Combine 1 cup flour, wheat bran, yeast, salt, and sugar in a bowl. Add water and 1 teaspoon oil. Mix until combined. Add the remaining 1 cup flour; mix until a rough ball is formed. Coat your hands with flour and toss a small handful into the bowl to prevent sticking. Knead the dough until firm but smooth, about 8 minutes.
Preheat oven to 125 degrees F (52 degrees C).
Form dough into a ball. Coat dough and sides of the bowl with the remaining oil. Cover bowl with a clean, damp dish cloth; place in the warm oven until dough is doubled in size, about 45 minutes.

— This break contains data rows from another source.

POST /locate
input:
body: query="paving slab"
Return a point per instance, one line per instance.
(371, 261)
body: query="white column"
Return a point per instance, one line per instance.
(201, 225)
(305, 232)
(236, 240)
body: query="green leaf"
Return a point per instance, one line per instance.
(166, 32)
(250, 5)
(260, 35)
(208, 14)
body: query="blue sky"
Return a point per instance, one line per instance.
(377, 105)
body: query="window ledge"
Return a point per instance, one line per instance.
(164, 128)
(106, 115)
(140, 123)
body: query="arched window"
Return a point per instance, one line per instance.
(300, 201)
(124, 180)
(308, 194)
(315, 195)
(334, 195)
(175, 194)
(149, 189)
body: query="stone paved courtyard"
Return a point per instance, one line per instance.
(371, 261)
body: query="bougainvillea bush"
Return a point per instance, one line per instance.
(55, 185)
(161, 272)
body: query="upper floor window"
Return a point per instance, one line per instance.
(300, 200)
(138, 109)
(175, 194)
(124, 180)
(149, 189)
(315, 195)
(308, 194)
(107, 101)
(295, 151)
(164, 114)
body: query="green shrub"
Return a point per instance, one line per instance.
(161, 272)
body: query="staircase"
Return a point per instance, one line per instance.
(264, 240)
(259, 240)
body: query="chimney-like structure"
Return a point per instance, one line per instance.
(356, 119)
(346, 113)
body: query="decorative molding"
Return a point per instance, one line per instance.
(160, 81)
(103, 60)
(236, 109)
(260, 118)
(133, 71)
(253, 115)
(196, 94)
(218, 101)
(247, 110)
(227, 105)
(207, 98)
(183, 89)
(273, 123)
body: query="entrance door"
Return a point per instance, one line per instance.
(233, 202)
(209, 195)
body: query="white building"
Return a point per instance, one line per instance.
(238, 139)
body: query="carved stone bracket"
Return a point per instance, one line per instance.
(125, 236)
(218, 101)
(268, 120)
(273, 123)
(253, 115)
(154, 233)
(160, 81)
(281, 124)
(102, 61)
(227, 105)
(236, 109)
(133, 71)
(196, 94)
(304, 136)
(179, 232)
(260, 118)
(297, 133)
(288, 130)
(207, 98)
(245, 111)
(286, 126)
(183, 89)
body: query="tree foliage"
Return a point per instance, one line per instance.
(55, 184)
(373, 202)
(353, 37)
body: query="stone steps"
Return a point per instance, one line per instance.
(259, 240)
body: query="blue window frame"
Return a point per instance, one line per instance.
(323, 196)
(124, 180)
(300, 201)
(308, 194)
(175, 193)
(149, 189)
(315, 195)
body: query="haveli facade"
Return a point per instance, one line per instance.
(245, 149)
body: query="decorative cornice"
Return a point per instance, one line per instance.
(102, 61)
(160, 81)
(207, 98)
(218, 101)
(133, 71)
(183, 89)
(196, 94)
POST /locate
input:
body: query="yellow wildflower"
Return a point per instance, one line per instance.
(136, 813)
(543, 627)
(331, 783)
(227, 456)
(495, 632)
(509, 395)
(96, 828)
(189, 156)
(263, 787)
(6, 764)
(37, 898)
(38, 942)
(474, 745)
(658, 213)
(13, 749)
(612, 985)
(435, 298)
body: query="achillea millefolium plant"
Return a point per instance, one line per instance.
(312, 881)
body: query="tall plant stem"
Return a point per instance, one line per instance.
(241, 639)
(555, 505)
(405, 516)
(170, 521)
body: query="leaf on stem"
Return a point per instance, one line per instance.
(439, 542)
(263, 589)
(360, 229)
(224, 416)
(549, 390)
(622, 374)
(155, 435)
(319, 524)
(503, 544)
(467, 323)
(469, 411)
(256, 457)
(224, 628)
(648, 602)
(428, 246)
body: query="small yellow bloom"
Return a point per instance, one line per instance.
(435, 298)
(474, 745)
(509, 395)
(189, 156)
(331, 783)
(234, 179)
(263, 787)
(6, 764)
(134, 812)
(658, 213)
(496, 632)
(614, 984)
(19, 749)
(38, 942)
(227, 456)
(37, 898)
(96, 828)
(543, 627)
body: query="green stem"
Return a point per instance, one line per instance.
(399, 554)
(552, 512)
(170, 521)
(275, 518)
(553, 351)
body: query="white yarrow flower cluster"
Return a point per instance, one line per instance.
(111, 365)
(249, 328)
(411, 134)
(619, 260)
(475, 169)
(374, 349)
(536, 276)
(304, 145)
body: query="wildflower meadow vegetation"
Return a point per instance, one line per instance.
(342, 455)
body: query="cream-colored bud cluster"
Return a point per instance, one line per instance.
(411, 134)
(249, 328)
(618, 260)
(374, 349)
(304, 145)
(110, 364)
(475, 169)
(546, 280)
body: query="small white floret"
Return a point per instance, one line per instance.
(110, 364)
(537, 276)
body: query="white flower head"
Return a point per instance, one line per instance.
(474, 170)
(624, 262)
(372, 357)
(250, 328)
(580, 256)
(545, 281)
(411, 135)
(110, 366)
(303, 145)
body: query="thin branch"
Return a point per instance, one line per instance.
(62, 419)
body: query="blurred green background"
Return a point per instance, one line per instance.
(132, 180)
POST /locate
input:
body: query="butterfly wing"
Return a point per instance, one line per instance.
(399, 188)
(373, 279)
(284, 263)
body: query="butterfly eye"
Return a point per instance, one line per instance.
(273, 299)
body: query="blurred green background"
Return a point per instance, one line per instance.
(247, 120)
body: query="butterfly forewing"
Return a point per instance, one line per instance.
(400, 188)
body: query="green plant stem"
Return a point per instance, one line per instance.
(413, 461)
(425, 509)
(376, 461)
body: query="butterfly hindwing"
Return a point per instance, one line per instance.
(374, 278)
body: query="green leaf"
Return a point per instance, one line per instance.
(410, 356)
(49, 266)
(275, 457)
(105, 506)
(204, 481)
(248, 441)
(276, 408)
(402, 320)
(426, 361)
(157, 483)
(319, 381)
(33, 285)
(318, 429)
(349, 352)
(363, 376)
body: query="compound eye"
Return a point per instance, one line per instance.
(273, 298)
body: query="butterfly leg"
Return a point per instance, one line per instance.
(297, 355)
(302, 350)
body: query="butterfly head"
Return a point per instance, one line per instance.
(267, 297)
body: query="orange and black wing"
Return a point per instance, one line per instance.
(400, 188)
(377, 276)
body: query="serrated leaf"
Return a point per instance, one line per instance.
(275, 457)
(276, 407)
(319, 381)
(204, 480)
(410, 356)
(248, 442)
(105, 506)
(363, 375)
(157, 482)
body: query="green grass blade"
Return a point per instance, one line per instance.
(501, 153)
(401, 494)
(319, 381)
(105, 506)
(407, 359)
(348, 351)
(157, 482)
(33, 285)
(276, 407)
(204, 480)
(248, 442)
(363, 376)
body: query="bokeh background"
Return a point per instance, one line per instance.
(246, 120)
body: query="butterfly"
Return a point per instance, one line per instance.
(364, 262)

Remove bowl from oven. Knead dough briefly. Roll into a ball; let rest for 10 minutes.
Increase oven temperature to 425 degrees F (220 degrees C). Grease a pizza pan.
Punch dough down; turn onto a floured surface. Roll out to the size of your pizza pan using a rolling pin. Transfer dough to the pan.
Bake in the preheated oven until crust is golden brown, about 20 minutes.
Per Serving: 355 calories; protein 9g; carbohydrates 59.9g; fat 9.5g; sodium 585.6mg.
The best flavour of the flour could make a real difference to your bread. Different makers do vary. Extra-strong or Canadian flours, which are bet higher in gluten, may give you a best rise than standard dough flours – especially if you’re making wholemeal dough , which doesn’t always getting bigger as well as white bread.
To made this in a breadmaker , add all the menus to your breadmaker and follow the manufacturer’s instructions.
A bread first rising can be make in the fridge overnight . This slows down the time it takes to rise to double its size, giving it a deeper flavour. It’s also a great limit , as you can work it night before , then finish it off the next day.